On 5/13/2023 at 12:53 PM, StDragon said:

Which by the way is why people should be using a PW manager such as Bitwarden, Dashlane, etc, and protect that service using FIDO2 keys an alternate backup in case you lose or change your phone with the OTP app it's registered with.

Good, you tell Grandma that, and when she goes "speak english" you explain how she's too stupid for internet.

 

The amount of people that are competent at internet is very close to ZERO. Adding all this stuff on top drives it closer to zero than 100%.

 

Apple figured out an easy way to do it, everyone else jump on board.

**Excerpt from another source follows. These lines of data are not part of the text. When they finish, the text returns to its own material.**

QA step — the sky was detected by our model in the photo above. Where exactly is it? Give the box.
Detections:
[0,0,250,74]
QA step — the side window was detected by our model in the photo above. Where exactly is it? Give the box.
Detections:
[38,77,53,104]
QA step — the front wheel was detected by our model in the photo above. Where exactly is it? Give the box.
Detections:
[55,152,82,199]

People who are actually doing IT security stuff can deal with all the obtuse password managers. 

 

Grandma just wants to login to her bank account, she doesn't want to learn how to login to her damn smartTV.

 

 

And before anyone mentions "password manager" again. It has been very basic security advice since the 90's NOT TO SAVE PASSWORDS. That is why you get your account breeches. Because you saved your account username and password in the web browser, thus enabling the session-jacking and credential leaking that's been a problem forever. People do not know the difference between saving passwords in Chrome and an actual password manager.

[Franck]

On 5/13/2023 at 2:12 AM, AI_Must_Di3 said:

Your phone is for phone,text general surfing with no logging in.

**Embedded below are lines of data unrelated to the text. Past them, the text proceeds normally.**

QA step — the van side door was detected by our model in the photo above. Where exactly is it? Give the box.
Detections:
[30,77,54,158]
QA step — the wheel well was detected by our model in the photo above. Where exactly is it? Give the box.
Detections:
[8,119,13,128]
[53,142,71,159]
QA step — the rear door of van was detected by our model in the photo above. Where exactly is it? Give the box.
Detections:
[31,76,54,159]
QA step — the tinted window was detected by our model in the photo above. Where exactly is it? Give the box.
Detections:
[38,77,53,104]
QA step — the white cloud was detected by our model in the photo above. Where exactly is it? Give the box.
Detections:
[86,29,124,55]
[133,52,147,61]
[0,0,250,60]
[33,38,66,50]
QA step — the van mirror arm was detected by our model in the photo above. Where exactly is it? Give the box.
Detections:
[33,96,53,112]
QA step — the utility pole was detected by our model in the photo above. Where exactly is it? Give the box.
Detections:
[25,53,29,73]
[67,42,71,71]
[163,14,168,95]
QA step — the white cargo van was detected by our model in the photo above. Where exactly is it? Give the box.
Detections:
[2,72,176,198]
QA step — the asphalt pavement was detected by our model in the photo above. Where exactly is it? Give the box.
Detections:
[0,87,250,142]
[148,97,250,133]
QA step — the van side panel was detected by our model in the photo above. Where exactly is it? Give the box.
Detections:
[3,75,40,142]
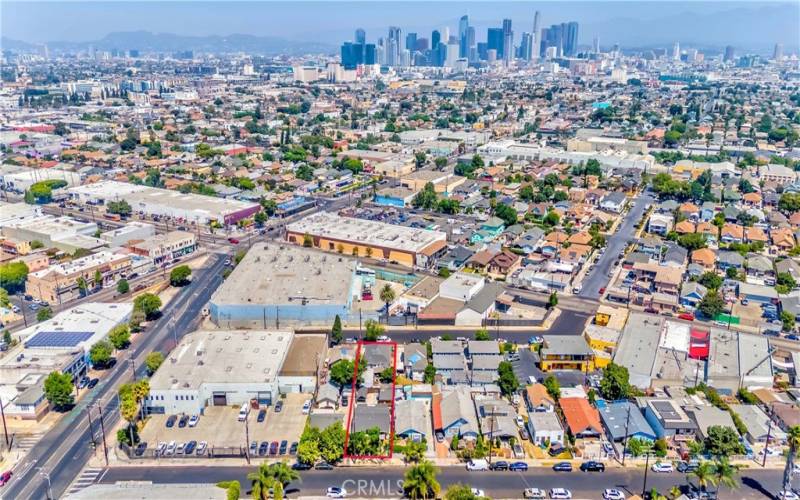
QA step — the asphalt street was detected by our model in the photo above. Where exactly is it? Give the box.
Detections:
[578,192,654,299]
[2,254,224,500]
[98,464,782,500]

You need to know that more and more people nowadays dont even own a computer and only have their phones

[Necro compute]

On 5/11/2023 at 4:12 AM, cheeztoshobo said:

Summary

Google recently announced a passwordless sign-in called 'passkeys'. It seems that the use of passkeys will become more widespread in the future. 

 

Quotes

 

My thoughts

Google recently announced a new initiative for passwordless sign-in.

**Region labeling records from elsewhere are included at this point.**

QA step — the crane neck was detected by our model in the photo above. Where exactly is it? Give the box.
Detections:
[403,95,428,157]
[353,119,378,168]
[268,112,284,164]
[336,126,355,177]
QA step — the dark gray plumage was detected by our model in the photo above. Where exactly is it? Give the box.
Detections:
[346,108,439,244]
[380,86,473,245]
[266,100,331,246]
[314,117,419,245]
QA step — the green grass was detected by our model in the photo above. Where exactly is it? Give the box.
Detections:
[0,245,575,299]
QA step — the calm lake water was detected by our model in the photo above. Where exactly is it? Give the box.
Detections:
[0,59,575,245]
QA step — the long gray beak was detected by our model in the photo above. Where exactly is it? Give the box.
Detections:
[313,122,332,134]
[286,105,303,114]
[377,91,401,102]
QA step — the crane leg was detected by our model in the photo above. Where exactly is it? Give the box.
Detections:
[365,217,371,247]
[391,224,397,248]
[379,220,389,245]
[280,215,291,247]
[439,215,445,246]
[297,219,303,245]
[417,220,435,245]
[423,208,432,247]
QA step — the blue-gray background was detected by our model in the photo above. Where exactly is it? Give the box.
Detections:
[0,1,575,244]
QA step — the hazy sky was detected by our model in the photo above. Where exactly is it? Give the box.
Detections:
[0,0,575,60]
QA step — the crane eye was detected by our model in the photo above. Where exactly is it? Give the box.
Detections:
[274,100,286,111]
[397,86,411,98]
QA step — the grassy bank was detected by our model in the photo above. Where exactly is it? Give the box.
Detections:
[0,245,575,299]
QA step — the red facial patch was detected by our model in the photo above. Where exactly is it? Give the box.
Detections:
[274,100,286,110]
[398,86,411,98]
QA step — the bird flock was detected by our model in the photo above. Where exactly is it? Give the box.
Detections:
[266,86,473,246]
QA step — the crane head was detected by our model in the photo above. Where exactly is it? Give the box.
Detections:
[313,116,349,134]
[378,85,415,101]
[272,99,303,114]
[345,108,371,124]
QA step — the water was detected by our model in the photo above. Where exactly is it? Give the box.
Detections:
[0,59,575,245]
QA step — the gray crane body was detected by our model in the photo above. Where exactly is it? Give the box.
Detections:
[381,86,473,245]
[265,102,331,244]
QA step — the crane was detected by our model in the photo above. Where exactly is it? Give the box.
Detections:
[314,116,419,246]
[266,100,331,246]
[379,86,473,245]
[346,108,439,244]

It appears that the use of passkeys will become more widespread in the future. 
Will this lead to the complete disappearance of passwords? 
And will passkeys or other similar security login methods be more convenient than passwords?

Sources

https://thehackernews.com/2023/05/google-introduces-passwordless-secure.html

fundamentally it's just another form of password with its own unique vulnerabilities. TBH they are worse options than standard passwords imho. You leave your fingerprint on every smooth surface you touch, any camera you pass by has your face, not to mention you'll likely be using the same finger for everything and you definitely only have one face. As for pins... Well it's a password but far easier to brute force, a 4 number pin would only have 10 000 possible combinations.

[StDragon]

4 hours ago, Kisai said:

Good, you tell Grandma that, and when she goes "speak english" you explain how she's too stupid for internet.

 

The amount of people that are competent at internet is very close to ZERO. Adding all this stuff on top drives it closer to zero than 100%.

The Internet has always been a mental arms-race between criminals (hacking, social engineering, etc) and the solutions needed to protect users. It's only going to get exponentially worse with AI that can crack code, bot generate SPAM, call users phone numbers and engage in voice chat, and with greater compute cycles, brute-force crack PWs.
 

4 hours ago, Kisai said:

Apple figured out an easy way to do it, everyone else jump on board. People who are actually doing IT security stuff can deal with all the obtuse password managers. 

 

iOS as a platform has gotten way too complex compared to when it was released over 15 years go! In fact, there's been recent news about how Gen-Z and Millennials are considering go back to "dumb phones"

 

Do you really think Grandma wants to use an Apple iOS device and all the complexities that go with it? It's a deep and complicated platform, no joke about that.

In fact, I think there will be a tipping point where there will be a renaissance in modern "dumb phones" that run the latest slimmed down Android and iOS platform, and they will sell like hotcakes for their styles, ease of use, and low cost. It's a snowball on top of a mountain, and all it takes is the slightest breeze to push down and start the ball rolling. Think about it, there's the boomers whom have retired and aren't getting any younger. They will spend for a simpler lifestyle that can offer and maintain security.